In my thirty-something years of living in NZ, I have eaten a lot of pies. More than a hundred, less than a thousand. I love pie.
In New Zealand, the word pie usually refers to a meat pie, not the fruit pie you might find in the US. My pie of choice is the mince and cheese pie. With golden pastry, beef mince, gravy and a oozy layer of melted cheese, it’s a classic. Found in every school tuck shop, dairy, lunch bar, bakery and cafe across the country, this humble meal is portable, cheap and filling.
A fond pie memory: my 9th birthday party at the newly opened Rotorua Georgie Pie. Georgie Pie was a pie franchise that was KILLIN’ IT in the early ‘90s. Their $1 mince and cheese pie, a hand-held square in a paper sleeve. I thought it was the best thing ever. When we moved to Auckland the following year, we quickly located our closest Georgie Pie on Glenfield Road and made it our local. Loyal.

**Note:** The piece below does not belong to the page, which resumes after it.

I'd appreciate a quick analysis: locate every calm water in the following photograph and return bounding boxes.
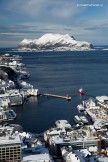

Like any ubiquitous food, the quality of mince and cheese pies found in the wild truly runs the gamut. The standard of pies has come a long way in the last few decades. Since Georgie Pie. They’ve gotten better overall, but you can still stumble across a piss-poor pie. Pies are not well known for quality ingredients which is why it’s super rewarding to make your own. You want something done well? You do it yourself.
I’ve shared a few different pie recipes on this blog, but I realised I’ve never posted a mince and cheese. Use the best beef mince and good quality cheese you can find. You will not regret it. I’m not one to brag, but this pie is the best mince and cheese pie I’ve ever eaten. Easily.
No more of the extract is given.